In univariate analysis, prior episodes of AP were also a risk factor for all 30-day readmissions, irrespective of counseling. This suggests counseling may be the most beneficial for patients who are hospitalized for their first episode of AP. Of note, our study did not demonstrate significant differences in the response to counseling among patients with more severe pancreatitis compared with those with mild pancreatitis, although this may be related to the fact that mild AP cases were prominently represented in our study population.

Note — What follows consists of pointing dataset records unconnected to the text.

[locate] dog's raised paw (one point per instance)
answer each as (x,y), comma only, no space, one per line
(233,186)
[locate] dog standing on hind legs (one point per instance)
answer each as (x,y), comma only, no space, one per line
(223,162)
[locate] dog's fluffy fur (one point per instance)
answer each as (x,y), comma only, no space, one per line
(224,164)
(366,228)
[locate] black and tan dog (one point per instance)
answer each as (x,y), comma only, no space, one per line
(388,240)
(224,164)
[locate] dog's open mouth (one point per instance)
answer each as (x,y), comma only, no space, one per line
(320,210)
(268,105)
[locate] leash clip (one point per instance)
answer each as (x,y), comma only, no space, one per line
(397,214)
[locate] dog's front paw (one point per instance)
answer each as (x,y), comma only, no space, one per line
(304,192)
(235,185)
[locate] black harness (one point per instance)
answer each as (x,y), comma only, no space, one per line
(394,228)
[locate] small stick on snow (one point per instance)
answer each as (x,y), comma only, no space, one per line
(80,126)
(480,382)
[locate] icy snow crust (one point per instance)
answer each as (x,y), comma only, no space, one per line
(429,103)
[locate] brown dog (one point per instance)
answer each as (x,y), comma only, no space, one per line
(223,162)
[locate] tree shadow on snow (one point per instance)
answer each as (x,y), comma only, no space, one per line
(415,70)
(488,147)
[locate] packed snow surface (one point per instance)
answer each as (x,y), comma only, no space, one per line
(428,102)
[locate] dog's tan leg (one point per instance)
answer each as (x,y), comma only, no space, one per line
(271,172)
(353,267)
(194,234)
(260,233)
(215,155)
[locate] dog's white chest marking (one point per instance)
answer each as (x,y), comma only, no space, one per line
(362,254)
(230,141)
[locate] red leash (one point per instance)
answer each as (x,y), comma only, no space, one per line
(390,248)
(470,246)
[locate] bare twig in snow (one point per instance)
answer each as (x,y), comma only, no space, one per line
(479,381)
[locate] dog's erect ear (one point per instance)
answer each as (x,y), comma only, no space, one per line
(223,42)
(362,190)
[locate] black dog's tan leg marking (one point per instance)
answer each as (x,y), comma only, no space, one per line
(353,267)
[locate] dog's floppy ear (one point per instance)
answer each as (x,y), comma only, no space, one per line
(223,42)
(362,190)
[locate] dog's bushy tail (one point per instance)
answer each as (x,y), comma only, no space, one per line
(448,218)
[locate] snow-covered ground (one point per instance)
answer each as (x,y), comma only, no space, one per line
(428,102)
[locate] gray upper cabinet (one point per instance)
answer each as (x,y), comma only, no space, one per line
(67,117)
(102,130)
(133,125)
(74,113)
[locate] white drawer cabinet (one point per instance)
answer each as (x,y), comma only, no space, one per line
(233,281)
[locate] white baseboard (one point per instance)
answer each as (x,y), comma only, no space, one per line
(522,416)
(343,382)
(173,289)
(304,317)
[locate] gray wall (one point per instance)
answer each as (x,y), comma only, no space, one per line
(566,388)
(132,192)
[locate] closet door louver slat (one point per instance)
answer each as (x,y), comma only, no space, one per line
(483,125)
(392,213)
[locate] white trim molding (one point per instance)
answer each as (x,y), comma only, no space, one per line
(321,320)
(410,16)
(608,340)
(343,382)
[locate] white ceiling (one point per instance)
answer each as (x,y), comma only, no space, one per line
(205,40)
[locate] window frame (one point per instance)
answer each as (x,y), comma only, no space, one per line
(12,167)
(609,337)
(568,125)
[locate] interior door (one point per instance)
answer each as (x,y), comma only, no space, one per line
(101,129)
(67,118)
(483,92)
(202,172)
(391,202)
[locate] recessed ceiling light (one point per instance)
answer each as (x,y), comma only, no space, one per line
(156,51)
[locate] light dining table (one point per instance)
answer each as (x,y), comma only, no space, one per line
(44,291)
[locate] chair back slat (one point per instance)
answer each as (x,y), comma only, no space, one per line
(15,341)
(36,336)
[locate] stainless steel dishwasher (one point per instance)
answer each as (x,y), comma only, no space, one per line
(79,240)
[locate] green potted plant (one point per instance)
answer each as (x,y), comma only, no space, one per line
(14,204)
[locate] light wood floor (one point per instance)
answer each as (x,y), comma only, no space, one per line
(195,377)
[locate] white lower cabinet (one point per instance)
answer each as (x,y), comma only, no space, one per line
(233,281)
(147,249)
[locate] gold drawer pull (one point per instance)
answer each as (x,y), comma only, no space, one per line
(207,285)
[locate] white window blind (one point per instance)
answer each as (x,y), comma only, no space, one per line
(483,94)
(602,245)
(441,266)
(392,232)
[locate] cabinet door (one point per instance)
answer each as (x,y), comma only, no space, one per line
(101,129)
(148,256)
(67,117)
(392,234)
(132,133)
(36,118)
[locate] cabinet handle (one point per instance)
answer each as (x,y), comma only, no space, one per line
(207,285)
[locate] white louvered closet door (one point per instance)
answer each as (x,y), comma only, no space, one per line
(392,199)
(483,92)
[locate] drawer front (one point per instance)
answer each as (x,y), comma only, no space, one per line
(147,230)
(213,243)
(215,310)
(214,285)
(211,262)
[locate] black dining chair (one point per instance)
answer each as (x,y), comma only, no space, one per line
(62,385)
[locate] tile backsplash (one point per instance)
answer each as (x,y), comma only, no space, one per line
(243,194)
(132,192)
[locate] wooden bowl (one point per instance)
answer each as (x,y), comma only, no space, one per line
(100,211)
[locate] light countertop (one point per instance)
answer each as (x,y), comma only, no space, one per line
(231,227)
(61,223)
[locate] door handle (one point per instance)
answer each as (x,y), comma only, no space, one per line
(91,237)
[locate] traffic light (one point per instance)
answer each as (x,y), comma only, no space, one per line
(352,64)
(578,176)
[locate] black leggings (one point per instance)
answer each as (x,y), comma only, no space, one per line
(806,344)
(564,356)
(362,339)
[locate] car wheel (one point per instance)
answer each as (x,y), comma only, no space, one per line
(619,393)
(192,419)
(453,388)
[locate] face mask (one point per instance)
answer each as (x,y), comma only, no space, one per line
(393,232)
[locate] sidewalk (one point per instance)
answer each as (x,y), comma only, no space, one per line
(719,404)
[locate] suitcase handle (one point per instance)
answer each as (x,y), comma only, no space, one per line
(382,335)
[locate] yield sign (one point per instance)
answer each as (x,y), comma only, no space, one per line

While Nordback et al15 also evaluated outcomes of alcohol cessation counseling, our study differs in multiple aspects, which also highlights the strengths of the study. In contrast to the European study, this is the first study in the United States, which has implications to the applicability of our study results. In addition, we were able to compare outcomes with a control group that did not receive any counseling as opposed to the European study where every patient received inpatient counseling before randomization, which highlights the effectiveness of inpatient counseling as an intervention. Most importantly, we address the impact of a single inpatient counseling intervention specifically on pancreatitis readmissions and have shown that there is a significant reduction in the incidence of short-term readmissions, irrespective of initial or RAP. We provide evidence that a single intervention in the inpatient setting is independently associated with reduced short-term hospital readmissions. This, in turn, may affect readmissions within 1 year as our data shows that patients who are readmitted within 30 days are more likely to be readmitted again within 1 year, irrespective of counseling. Our study is limited by design in that it is a retrospective cohort study that neither supports nor refutes a causal relationship between counseling and hospital readmission for pancreatitis. In addition, we are unable to determine the proportion of patients who followed up in the outpatient setting after being discharged from the hospital. It is possible that those patients who followed up in the clinic after discharge receive additional counseling that may have contributed towards decreased readmissions; however, the retrospective nature of our study limits us from having access to this information. The retrospective nature of our study prevents the identification of any implicit biases that may have resulted in not providing counseling for all patients. Also, it is possible that patients who received counseling did not all receive the same standardized counseling. Last, there are several social factors that play an important role in patients with alcohol use disorder, such as social support, employment, living situation, family, concurrent substance abuse, etc. Unfortunately, we did not have access to such information, another limitation of the retrospective nature of our study.
In summary, we found that inpatient alcohol cessation counseling was associated with a decrease in short-term 30-day readmissions for AAP, and those who were readmitted at 30 days were more likely to be readmitted for RAP in 1 year regardless of whether they received counseling. All of this suggests a protective mechanism of inpatient counseling against readmissions for AP. Further work should focus on identifying barriers to providing alcohol prevention resources to patients admitted with AAP.